The DoE is neither arming or training teachers, nor giving us armed agents (or any kind of extra personnel, actually) when we deal with these kids in our classrooms or duties.

Isn't it the DoE's responsibility to install safety features like extra personnel when a student has a history of violence?
More importantly, I guess: Why are these known cases of violent behavior in our classrooms? Isn't that a failure of the DoE somehow?
Why don't we have the same legal protections as those taking care of violent adults?

PS: It's not only special ed kids. I'm dealing with semi-violent regular ed kids in all of my classes, as well as on cafeteria duty.
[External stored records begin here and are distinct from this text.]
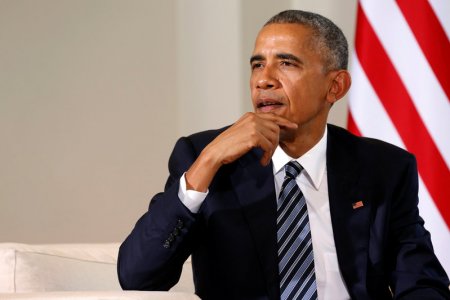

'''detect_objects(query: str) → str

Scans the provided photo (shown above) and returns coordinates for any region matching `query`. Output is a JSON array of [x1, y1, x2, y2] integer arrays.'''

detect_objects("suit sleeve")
[[387, 155, 450, 299], [117, 136, 202, 291]]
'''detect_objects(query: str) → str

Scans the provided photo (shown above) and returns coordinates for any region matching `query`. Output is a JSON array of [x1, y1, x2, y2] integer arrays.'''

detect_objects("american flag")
[[347, 0, 450, 274]]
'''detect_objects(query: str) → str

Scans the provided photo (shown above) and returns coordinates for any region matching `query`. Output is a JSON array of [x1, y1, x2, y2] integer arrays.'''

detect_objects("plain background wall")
[[0, 0, 357, 243]]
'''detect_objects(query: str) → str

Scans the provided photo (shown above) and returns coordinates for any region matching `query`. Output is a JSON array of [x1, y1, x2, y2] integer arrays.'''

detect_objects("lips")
[[257, 100, 281, 108], [256, 99, 284, 112]]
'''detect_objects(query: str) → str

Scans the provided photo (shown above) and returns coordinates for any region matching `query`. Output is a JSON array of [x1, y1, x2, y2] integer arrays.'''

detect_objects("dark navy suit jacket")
[[118, 124, 449, 299]]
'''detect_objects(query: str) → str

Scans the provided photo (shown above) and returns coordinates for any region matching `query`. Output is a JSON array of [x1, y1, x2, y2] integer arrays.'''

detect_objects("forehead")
[[252, 23, 314, 55]]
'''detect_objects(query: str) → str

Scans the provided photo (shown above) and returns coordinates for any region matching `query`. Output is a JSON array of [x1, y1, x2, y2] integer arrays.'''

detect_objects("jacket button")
[[168, 234, 175, 242], [177, 219, 184, 229], [163, 240, 170, 249]]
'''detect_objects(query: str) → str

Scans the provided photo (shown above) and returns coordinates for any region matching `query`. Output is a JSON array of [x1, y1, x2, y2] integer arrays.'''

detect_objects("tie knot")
[[284, 161, 303, 179]]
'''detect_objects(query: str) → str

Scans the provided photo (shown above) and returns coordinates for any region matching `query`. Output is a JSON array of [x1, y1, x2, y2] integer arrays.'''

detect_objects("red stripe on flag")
[[355, 4, 450, 228], [396, 0, 450, 102], [347, 111, 362, 136]]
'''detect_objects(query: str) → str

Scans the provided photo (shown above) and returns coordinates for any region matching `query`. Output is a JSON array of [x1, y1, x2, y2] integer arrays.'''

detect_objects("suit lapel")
[[326, 125, 371, 297], [230, 148, 280, 300]]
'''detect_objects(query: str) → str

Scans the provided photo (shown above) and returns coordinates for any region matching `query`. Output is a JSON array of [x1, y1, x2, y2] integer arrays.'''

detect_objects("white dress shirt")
[[178, 128, 350, 300]]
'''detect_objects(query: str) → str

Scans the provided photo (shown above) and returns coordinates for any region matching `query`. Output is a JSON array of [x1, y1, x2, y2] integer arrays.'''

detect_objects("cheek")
[[281, 80, 304, 107], [280, 73, 303, 93], [250, 76, 259, 96], [249, 70, 261, 87], [250, 89, 258, 109]]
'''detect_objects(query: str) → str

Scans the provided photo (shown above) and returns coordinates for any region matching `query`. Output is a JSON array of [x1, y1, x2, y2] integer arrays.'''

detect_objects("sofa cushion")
[[0, 247, 15, 292], [0, 243, 120, 292], [14, 250, 120, 292], [0, 243, 194, 293]]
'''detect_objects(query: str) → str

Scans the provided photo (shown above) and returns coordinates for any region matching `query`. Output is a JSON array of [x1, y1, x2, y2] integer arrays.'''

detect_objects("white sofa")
[[0, 243, 198, 300]]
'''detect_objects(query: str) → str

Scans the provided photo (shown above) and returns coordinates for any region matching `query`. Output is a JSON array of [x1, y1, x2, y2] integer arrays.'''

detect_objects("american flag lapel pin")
[[352, 200, 364, 209]]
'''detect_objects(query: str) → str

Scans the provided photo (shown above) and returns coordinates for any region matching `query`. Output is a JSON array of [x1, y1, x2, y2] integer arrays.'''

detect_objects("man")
[[118, 10, 449, 300]]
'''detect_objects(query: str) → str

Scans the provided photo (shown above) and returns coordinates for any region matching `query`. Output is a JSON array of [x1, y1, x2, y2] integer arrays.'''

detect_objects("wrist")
[[185, 149, 221, 192]]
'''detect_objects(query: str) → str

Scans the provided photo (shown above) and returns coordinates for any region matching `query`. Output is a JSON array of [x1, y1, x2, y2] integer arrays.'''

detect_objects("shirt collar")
[[272, 127, 327, 190]]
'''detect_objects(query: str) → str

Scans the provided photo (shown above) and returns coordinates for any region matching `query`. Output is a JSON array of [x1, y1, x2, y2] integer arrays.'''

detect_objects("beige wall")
[[0, 0, 357, 243], [0, 0, 178, 242]]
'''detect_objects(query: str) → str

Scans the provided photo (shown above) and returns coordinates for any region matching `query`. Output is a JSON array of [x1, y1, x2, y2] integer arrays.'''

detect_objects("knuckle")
[[243, 112, 255, 120], [249, 130, 258, 142], [248, 112, 259, 123]]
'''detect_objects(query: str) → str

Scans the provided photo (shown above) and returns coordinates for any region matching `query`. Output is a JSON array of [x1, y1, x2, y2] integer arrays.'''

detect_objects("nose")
[[256, 66, 280, 90]]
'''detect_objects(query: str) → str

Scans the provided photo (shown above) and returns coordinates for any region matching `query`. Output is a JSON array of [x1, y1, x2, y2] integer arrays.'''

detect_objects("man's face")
[[250, 23, 334, 132]]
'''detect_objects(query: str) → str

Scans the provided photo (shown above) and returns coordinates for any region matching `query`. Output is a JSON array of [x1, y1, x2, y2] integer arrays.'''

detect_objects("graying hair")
[[265, 10, 348, 71]]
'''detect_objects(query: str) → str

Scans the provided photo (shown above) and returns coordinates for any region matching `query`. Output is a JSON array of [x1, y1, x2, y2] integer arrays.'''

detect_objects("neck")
[[279, 123, 326, 158]]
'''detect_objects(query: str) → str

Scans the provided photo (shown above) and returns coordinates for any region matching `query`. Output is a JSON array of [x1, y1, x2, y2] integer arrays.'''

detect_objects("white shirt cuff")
[[178, 173, 208, 213]]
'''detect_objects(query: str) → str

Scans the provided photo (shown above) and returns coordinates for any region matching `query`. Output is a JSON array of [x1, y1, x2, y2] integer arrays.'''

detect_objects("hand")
[[207, 112, 297, 166], [185, 112, 297, 192]]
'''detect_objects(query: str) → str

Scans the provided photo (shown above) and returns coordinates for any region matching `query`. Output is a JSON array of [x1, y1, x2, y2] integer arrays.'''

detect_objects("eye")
[[251, 62, 264, 70], [280, 60, 296, 67]]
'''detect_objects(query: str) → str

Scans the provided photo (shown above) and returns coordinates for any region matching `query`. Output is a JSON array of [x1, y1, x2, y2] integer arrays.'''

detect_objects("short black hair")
[[265, 10, 348, 71]]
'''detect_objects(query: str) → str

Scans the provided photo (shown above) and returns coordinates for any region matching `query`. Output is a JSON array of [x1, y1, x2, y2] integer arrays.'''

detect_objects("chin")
[[279, 128, 296, 143]]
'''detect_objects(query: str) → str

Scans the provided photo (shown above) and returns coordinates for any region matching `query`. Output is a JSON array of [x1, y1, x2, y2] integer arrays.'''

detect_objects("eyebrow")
[[249, 53, 303, 65], [276, 53, 302, 64], [250, 54, 264, 65]]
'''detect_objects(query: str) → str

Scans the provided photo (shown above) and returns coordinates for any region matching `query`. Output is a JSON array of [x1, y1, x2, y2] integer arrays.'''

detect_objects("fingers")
[[206, 112, 297, 168], [238, 112, 297, 136], [255, 112, 298, 130], [260, 148, 274, 166], [254, 129, 278, 166], [237, 112, 291, 166]]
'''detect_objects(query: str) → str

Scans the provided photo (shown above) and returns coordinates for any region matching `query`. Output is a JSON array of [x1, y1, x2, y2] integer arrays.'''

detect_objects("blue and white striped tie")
[[277, 161, 317, 300]]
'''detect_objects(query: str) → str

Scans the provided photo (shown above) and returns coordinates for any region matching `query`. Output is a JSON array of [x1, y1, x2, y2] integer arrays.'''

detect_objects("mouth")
[[256, 99, 284, 112]]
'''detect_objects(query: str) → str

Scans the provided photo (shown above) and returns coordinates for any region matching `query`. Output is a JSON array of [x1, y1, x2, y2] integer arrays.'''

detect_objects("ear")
[[326, 70, 352, 104]]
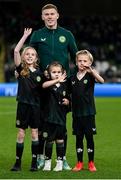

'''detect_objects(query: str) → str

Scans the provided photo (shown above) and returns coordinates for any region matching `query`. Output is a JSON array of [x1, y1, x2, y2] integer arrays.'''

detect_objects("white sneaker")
[[43, 160, 51, 171], [53, 160, 63, 171]]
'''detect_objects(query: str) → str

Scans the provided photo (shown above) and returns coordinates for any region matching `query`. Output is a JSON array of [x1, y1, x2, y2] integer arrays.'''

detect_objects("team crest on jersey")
[[59, 36, 66, 43], [36, 76, 41, 82], [83, 79, 88, 84], [53, 87, 57, 91], [16, 119, 20, 126], [43, 132, 48, 138], [63, 91, 66, 96]]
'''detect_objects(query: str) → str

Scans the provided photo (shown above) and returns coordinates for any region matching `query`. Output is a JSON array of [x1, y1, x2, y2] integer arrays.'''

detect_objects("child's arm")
[[42, 73, 67, 88], [14, 28, 32, 67], [86, 66, 104, 83]]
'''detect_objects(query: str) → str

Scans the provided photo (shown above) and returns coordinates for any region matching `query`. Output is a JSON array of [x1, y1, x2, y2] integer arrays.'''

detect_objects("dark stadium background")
[[0, 0, 121, 83]]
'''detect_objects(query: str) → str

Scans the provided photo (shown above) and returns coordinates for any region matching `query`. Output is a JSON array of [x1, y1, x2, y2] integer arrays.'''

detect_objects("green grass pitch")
[[0, 97, 121, 179]]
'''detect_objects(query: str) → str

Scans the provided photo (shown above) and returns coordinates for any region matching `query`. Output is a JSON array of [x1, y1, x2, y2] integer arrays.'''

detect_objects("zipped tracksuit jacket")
[[29, 26, 78, 75]]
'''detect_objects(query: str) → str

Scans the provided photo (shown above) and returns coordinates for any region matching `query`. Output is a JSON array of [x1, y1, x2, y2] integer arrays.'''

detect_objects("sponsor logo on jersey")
[[72, 81, 75, 85], [59, 36, 66, 43], [40, 38, 46, 41]]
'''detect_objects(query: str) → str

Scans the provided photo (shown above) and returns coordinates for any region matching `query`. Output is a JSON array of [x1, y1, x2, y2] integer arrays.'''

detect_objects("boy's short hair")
[[76, 50, 93, 63], [42, 4, 58, 12]]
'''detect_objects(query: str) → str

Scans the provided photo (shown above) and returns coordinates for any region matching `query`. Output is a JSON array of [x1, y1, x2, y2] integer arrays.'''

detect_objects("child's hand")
[[24, 28, 32, 37], [84, 65, 93, 73], [58, 72, 67, 82], [62, 98, 69, 105]]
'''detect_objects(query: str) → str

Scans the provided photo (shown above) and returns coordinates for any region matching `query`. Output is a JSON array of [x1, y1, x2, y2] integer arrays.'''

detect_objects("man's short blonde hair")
[[76, 50, 94, 63], [42, 4, 58, 12]]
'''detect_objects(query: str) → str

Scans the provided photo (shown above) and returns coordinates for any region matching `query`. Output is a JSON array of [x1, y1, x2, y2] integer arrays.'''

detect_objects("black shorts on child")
[[42, 122, 66, 141], [72, 115, 97, 136], [16, 102, 40, 129]]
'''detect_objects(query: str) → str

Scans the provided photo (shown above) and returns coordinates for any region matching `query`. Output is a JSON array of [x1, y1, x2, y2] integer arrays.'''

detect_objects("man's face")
[[42, 8, 59, 29]]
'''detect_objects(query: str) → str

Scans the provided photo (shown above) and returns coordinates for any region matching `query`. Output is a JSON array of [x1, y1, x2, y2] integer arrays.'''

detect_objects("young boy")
[[41, 61, 70, 171], [69, 50, 104, 172]]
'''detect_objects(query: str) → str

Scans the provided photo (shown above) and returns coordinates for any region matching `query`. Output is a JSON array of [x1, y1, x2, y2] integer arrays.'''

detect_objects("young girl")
[[11, 28, 43, 171], [70, 50, 104, 172], [42, 61, 70, 171]]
Any clarification would be really appreciated.

Jeff Kaufman said...

JW,
While special duty is a term of legal art it is important to note that the courts have routinely held that government will not be held to a standard that guarantees anyone's safety. This stems from the belief that the function of government is not that of insurance. In order to hold someone or some entity liable for injury there must exist a duty. This duty is a relationship between the parties that creates a legal obligation. Making government responsible for safety in this circumstance would be to create a duty that is not recognized under the law. Government can be held to be responsible when there is a special duty, i.e., the government gave specific assurance to the victim that their safety would be protected. This was not the case since the assurance was vague and not specific even though the school knew about the child's violent propensities.

Your jail example is wrong on a couple of fronts. First, jailers are not armed. Secondly the above special duty standard applies. People who work in the jail accept some level of risk. If the Corrections Department can be shown to have created a special duty then the City will be liable.

A good example of special duty is when a landlord, knowing that his building is in a high crime neighborhood, puts locks on the entrance door to the building, fails to maintain them and then a tenant gets assaulted by a criminal. The landlord would not normally be liable for the criminal actions of this third party but because of his taking responsiblity to provide some level of protection and failing to maintain it a duty would have arisen and the landlord would be liable for the injuries.

I hope this answers your questions.

JW said...

Yes it does. And I'm sorry to be delayed in thanking you but I forgot to check off email notification on this post, so was not aware that you had answered.

Much clearer now. Thank you for your time writing such a thorough answer.